Gli effetti della crisi (riduzione delle iscrizioni e cresciuta incidenza delle cessazioni) non si distribuiscono però in modo casuale. Essi – quantomeno in termini di demografia delle imprese – hanno inciso quasi esclusivamente sulle imprese artigiane. A partire dal 2009, infatti, il contributo delle imprese artigiane al flusso complessivo delle iscrizioni decresce continuamente, mentre la quota sul flusso delle cessazioni oscilla con variazioni modeste intorno al 33%. Considerando l’ultimo decennio, emerge che mentre nei primi quattro anni il valore medio delle nuove iscrizioni delle imprese artigiane, sempre considerando i relativi terzi trimestri, è stato pari a 27.794 unità, nei successivi sei anni – quelli della crisi – il valore medio delle nuove iscrizioni è sceso a 20.485 unità.

LE FORME GIURIDICHE

E’ proseguita anche nel trimestre da poco concluso la diffusione delle società di capitali. Esse hanno determinato da sole il 71,33% del saldo complessivo e hanno fatto registrare un tasso di crescita (0,80%) di circa tre volte più alto del tasso di crescita nazionale (0,27%). Le imprese individuali, che rappresentano il 54% delle imprese italiane, crescono poco in termini assoluti (hanno inciso solo per il 24,20% del saldo) e riducono, in modo molto graduale e con misure molto modeste, il proprio peso complessivo sul totale delle imprese. Le Società di persone, da tempo in netta flessione, presentano l’unico dato negativo, pari a -523 unità nel trimestre. Positivi i dati delle “Altre forme”, che peraltro incidono solo per il 3,41% sullo stock complessivo delle imprese.

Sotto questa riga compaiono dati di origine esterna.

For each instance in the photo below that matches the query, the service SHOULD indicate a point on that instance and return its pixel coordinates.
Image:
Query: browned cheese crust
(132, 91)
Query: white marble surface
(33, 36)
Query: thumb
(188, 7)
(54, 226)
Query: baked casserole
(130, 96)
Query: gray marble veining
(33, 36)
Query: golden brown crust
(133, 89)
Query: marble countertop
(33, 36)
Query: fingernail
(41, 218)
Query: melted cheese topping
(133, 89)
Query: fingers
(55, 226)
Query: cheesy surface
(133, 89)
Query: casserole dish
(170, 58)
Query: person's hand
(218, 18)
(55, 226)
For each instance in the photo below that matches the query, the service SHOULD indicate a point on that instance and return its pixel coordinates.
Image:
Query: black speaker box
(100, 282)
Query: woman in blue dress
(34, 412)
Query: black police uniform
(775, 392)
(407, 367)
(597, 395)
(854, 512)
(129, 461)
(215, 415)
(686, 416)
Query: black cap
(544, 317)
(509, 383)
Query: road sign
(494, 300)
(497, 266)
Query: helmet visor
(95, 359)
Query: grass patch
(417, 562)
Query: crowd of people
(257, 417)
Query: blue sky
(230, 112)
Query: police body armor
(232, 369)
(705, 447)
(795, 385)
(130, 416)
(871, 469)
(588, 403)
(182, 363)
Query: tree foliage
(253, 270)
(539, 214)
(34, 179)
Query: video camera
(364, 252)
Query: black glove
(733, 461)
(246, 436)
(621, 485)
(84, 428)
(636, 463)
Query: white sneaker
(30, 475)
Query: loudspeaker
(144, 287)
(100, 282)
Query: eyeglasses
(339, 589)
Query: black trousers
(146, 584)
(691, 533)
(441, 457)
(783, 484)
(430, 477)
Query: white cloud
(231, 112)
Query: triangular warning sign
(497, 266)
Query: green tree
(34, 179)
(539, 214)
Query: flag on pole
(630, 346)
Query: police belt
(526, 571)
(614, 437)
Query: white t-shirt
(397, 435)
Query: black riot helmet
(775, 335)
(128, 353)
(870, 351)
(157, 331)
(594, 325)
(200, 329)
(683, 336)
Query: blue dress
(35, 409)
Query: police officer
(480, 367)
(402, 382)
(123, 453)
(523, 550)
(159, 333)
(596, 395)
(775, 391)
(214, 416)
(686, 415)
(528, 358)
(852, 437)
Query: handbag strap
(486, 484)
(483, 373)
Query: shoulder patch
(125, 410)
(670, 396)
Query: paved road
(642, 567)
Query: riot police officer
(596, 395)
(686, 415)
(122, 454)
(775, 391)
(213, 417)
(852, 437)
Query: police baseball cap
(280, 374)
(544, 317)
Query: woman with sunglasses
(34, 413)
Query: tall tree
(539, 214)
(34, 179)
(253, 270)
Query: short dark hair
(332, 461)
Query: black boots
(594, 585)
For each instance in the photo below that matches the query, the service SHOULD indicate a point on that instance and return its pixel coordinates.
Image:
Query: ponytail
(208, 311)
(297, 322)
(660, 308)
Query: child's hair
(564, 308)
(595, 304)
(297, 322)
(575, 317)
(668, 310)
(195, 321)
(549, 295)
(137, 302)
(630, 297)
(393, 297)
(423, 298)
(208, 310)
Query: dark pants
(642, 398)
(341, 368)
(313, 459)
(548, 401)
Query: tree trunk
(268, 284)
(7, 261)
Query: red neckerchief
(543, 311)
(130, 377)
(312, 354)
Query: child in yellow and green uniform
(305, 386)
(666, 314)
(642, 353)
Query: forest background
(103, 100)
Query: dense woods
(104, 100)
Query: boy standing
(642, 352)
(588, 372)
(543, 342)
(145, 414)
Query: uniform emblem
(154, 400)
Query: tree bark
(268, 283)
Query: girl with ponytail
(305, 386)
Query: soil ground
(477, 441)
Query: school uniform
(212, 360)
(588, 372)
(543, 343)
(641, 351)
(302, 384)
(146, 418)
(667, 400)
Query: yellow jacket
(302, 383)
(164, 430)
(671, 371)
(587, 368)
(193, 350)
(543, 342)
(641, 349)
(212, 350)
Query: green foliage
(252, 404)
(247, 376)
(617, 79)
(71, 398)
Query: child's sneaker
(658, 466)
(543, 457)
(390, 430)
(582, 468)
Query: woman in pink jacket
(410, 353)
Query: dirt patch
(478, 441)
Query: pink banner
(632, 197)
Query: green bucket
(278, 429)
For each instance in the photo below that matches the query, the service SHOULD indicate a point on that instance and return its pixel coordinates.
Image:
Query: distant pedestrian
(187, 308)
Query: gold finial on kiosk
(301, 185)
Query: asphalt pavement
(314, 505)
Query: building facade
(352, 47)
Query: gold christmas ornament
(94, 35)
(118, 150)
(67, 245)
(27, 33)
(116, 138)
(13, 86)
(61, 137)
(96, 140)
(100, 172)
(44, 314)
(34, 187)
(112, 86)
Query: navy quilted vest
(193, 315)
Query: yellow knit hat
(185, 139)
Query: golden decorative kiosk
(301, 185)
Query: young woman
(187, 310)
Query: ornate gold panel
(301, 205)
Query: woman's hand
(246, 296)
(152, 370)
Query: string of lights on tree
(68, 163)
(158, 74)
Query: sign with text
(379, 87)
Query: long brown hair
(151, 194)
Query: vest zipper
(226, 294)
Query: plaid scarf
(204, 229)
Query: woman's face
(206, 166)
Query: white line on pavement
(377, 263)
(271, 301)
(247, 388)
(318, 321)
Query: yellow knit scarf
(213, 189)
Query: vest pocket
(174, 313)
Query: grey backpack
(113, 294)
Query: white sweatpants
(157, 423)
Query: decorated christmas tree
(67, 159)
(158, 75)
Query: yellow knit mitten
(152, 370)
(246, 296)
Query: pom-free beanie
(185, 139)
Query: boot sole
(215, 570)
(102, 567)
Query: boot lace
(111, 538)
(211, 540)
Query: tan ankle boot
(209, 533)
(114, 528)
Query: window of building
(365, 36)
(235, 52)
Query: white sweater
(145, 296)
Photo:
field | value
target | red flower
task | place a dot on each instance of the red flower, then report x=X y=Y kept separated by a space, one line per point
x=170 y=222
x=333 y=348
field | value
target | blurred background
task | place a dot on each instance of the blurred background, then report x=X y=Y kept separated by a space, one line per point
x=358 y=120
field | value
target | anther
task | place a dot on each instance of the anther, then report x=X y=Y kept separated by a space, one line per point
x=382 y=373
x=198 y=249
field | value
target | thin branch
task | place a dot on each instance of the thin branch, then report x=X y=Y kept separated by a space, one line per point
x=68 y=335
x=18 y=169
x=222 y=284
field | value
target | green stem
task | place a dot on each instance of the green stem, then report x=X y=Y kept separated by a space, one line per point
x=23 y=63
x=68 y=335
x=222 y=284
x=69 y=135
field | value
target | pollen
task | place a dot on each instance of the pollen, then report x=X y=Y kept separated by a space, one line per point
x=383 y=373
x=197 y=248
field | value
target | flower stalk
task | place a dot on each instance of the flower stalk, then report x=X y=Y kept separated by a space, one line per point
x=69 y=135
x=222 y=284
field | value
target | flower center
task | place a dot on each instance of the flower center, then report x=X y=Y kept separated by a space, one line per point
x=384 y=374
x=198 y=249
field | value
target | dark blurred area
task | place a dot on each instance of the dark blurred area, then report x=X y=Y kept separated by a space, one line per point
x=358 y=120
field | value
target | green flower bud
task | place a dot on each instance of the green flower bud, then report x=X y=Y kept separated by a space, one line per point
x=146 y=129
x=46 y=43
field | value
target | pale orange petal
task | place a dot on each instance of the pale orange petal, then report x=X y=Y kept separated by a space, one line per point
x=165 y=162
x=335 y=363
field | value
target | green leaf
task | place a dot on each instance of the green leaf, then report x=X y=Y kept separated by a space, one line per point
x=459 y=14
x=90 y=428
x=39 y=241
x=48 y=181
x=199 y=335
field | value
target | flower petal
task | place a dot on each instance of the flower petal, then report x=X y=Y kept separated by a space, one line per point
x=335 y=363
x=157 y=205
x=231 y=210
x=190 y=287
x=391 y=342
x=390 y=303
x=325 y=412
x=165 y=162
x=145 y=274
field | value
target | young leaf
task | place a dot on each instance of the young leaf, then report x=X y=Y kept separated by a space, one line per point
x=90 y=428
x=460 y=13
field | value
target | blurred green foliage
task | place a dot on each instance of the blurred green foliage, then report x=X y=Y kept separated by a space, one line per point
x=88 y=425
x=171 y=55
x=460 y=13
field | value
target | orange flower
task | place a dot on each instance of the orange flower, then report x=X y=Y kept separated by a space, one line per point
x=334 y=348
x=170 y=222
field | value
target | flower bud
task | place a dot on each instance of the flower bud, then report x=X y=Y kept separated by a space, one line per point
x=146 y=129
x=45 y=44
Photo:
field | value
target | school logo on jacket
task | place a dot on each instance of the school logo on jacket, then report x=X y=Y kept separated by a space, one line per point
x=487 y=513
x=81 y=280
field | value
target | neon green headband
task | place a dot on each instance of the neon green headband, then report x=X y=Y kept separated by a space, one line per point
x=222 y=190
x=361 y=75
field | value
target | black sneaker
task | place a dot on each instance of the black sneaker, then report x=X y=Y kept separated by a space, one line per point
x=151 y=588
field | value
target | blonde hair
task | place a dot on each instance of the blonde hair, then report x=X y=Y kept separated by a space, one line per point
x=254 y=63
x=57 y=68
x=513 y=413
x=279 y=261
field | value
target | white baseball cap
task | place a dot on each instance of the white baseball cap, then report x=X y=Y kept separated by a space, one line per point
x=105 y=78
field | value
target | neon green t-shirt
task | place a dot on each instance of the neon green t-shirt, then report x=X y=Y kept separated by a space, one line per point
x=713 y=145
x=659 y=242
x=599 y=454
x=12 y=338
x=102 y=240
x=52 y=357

Per quanto riguarda le imprese artigiane, se si esclude un andamento positivo per quelle che adottano la forma delle Società di capitali – che comunque rappresentano ancora solo il 4,7% del totale del comparto -, tutte le altre forme giuridiche mettono in luce saldi negativi.

Le dinamiche territoriali introducono, nel trimestre, modifiche modeste nel sistema delle imprese. Il maggiore elemento di rilievo è dato dal rapporto tra peso degli stock e importanza dei saldi. Il contributo delle circoscrizioni del Nord al saldo positivo è significativamente inferiore al peso dello stock: 37,99% contro un peso sul totale delle imprese pari al 45,45%. Il Mezzogiorno presenta un sostanziale allineamento: 32,02% il contributo alla formazione del saldo e il 32,89% a quella dello stock. L’eccezione è rappresentata dal Centro (soprattutto grazie alla prestazione del Lazio), che determina il 21,65% dello stock ma spiega il 29,99% del saldo, con una differenza fra le due diverse grandezze pari a 8,34 punti percentuali.

La situazione delle imprese artigiane a livello territoriale conferma la negatività già messa in luce. Tutte e quattro le circoscrizioni hanno fatto registrare un saldo e un tasso di crescita negativo. Si coglie comunque la diversa dinamica del Centro che determina solo il 2,47% del saldo negativo mentre incide per il 20,25% dello stock.

Tra le regioni, il risultato più positivo in termini assoluti è quello del Lazio (+3.330 imprese in più tra luglio e settembre), seguito dalla Lombardia (3.184) e dalla Campania (+2.084). In termini relativi il quadro non cambia aspetto e la più “prolifica” regione risulta sempre il Lazio (+0,53%) seguita questa volta da un terzetto ravvicinato composto da Campania (+0,37%), Trentino Alto Adige (+0,36) e Lombardia (+0,34).